Also configure IP addresses and default gateways of the two computers as follows:

PC0
IP: 172.16.2.3/24
Default gateway: 172.16.2.1
PC1
IP: 172.16.2.4/24
Default gateway: 172.16.2.1

Now two hosts can ping 209.65.200.226.

The Packet Tracer initial and final configs can be downloaded here:
Initial Configs: http://www.pmsas.pr.gov.br/wp-content/?id=networktut-300-135&exam=download/TSHOOT_demo_VLAN_switches_initial.zip
Final Configs: http://www.pmsas.pr.gov.br/wp-content/?id=networktut-300-135&exam=download/TSHOOT_demo_VLAN_switches_finalConfigs.zip

Comments (50) Comments
  1. Sherif
    May 16th, 2013

    pls can anybody tell me how the questions will look like is it going to come with the diagram or just as it is on this ticket. pls reply to labite80@yahoo.com> thank you all

  2. Kay
    May 19th, 2013

    Same question as well. I got no idea how the questions look and how we go about them or what’s the requirement. Can someone pls explain to me on kessogeh@yahoo.com. Thanks

  3. Apsara
    May 29th, 2013

    Hi All,
    Passed the exam with 945.Thanks to networktut.
    I uses belal & katthaks strategy.Thanks to all for sharing such a helpful information.God bless all. & all the best for all who are going to take the exam.Just prepare well.check the ticket right down the possible answer on the erasable pad one by one & then you can be sure for answers.

  4. Anonymous
    July 12th, 2013

    does anybody know the link where I can download the latest version of packet tracer please

  5. hirako shinji
    October 28th, 2013

    please what is katthaks strategy?

  6. Ramader
    November 28th, 2013

    what is belal strategy? please help. I am about to take my TSHOOT exam within a short period of time.

  7. Ramader
    November 29th, 2013

    Belal Strategy; any one who can send me the links. Thanks for your help in advance!

  8. soyes
    January 15th, 2014

    DSW switches are visible . I cant find ASW switches. Where do you find/click ASW switches in case you want to troubleshoot in the real exam?

  9. Alex
    January 23rd, 2014

    Hi, Can sum1 pls explain me this config on DSW1. what is the difference between switcport access vlan 99 and switchport trunk native Vlan 98?

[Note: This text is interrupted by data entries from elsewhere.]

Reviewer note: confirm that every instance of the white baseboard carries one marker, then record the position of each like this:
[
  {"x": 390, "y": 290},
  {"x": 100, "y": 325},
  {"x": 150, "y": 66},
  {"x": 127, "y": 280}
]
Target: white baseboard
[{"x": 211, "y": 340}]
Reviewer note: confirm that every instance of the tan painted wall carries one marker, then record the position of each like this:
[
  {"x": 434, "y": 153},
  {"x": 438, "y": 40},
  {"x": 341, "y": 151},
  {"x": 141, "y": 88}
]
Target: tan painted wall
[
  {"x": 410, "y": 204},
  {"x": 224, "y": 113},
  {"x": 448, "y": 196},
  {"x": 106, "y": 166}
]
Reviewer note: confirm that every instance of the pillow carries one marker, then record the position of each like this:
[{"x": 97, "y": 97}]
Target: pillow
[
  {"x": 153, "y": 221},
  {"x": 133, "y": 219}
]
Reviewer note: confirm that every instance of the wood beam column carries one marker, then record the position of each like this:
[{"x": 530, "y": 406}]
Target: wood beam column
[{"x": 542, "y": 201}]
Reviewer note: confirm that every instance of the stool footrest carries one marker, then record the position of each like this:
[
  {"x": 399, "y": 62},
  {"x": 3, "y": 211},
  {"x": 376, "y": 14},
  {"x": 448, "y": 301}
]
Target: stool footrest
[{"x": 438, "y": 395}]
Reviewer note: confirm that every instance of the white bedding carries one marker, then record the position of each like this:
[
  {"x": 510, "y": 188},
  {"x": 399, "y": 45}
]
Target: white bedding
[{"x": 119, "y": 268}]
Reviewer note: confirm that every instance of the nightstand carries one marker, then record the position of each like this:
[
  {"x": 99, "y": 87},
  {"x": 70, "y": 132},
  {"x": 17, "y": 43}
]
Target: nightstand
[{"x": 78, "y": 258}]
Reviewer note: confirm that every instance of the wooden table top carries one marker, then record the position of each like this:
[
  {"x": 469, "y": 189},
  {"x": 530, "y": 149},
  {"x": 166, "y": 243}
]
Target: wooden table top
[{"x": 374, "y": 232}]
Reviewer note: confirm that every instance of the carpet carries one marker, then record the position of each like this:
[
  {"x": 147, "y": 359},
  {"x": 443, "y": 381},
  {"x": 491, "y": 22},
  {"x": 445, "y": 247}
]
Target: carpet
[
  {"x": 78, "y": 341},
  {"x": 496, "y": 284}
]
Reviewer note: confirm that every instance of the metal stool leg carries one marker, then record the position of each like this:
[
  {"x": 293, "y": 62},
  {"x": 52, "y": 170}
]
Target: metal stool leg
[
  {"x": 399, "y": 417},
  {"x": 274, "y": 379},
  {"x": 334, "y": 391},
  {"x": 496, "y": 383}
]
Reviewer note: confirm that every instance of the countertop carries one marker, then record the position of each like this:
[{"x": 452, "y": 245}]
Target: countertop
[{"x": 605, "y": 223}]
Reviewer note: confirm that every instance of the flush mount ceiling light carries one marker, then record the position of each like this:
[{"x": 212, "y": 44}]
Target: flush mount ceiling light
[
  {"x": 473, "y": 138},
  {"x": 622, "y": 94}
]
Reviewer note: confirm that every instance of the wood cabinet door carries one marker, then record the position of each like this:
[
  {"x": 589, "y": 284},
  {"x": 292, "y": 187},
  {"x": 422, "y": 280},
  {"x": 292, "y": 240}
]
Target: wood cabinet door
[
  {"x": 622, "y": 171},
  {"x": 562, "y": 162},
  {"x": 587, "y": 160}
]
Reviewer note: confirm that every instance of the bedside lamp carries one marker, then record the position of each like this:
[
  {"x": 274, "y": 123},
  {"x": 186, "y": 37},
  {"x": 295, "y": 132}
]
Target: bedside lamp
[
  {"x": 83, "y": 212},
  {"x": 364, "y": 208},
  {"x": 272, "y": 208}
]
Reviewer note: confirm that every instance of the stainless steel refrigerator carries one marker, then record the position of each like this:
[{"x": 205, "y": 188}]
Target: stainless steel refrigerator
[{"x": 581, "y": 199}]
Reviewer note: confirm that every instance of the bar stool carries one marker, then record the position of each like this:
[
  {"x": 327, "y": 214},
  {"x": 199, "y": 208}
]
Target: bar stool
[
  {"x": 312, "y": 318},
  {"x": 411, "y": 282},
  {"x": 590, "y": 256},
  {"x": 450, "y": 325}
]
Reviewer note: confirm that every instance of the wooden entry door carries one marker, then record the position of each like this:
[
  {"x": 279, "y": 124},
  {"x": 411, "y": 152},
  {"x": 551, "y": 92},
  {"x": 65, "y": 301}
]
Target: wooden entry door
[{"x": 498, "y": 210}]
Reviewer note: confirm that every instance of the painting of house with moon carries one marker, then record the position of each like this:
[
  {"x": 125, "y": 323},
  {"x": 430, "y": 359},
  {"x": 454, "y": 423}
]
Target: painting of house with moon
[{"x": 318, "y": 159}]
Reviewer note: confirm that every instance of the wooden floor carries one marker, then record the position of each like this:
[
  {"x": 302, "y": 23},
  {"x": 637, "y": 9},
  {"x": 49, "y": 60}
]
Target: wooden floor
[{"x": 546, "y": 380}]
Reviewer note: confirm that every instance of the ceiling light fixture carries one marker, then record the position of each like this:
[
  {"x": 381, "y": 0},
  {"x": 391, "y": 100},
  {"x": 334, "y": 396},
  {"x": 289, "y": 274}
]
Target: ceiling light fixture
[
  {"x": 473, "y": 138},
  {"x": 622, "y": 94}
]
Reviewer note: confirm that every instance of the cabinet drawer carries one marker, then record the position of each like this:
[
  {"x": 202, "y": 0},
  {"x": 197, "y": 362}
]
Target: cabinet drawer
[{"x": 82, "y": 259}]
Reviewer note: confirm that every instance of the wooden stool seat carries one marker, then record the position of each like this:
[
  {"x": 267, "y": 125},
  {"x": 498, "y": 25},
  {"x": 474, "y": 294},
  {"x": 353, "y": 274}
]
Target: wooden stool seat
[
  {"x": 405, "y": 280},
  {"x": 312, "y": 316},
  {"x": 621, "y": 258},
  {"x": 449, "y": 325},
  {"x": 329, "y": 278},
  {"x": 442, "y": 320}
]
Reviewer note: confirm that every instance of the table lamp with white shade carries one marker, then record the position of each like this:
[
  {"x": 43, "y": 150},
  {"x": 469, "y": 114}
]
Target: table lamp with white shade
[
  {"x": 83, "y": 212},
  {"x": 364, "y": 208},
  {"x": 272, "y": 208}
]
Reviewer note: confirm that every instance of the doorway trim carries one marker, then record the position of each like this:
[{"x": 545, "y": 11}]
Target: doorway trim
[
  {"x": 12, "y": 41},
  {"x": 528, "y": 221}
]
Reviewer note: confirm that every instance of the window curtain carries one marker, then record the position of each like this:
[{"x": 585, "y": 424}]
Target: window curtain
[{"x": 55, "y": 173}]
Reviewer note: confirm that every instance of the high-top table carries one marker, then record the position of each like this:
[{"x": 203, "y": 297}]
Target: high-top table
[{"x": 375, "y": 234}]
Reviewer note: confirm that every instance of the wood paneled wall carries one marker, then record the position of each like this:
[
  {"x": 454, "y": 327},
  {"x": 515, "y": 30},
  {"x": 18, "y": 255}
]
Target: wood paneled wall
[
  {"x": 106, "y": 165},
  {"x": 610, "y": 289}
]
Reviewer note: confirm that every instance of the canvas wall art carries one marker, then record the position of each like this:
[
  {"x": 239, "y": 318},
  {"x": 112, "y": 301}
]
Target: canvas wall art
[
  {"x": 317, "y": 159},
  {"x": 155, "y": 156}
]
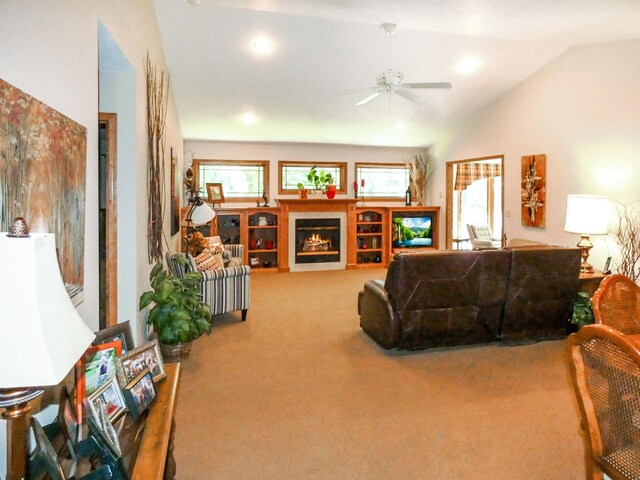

    interface FastEthernet1/0/19
    description Trunk to ASW1
    switchport access vlan 99
    switchport trunk encapsulation dot1q
    switchport trunk native vlan 98
    switchport trunk allowed vlan 10,98
    switchport mode trunk

  10. Anonymous
    February 4th, 2014

    please anybody reply to me, this demo still valid

  11. Prince
    March 8th, 2014

    @Alex

    For a given switch port can’t be trunk port and access port at same time.

    “switchport mode access vlan 99” command tell that port belong to Vlan 99. So it share same broadcast traffic as other ports in Vlan 99.

    “switchport native vlan 99” command tell the switch don’t add Vlan tag for the Vlan 99 those traffics carries by this trunk link. The native Vlan should be same at both the ends of the trunk. Otherwise it’ll give ‘native vlan mismatch’ error. By default the default Vlan is Vlan 1.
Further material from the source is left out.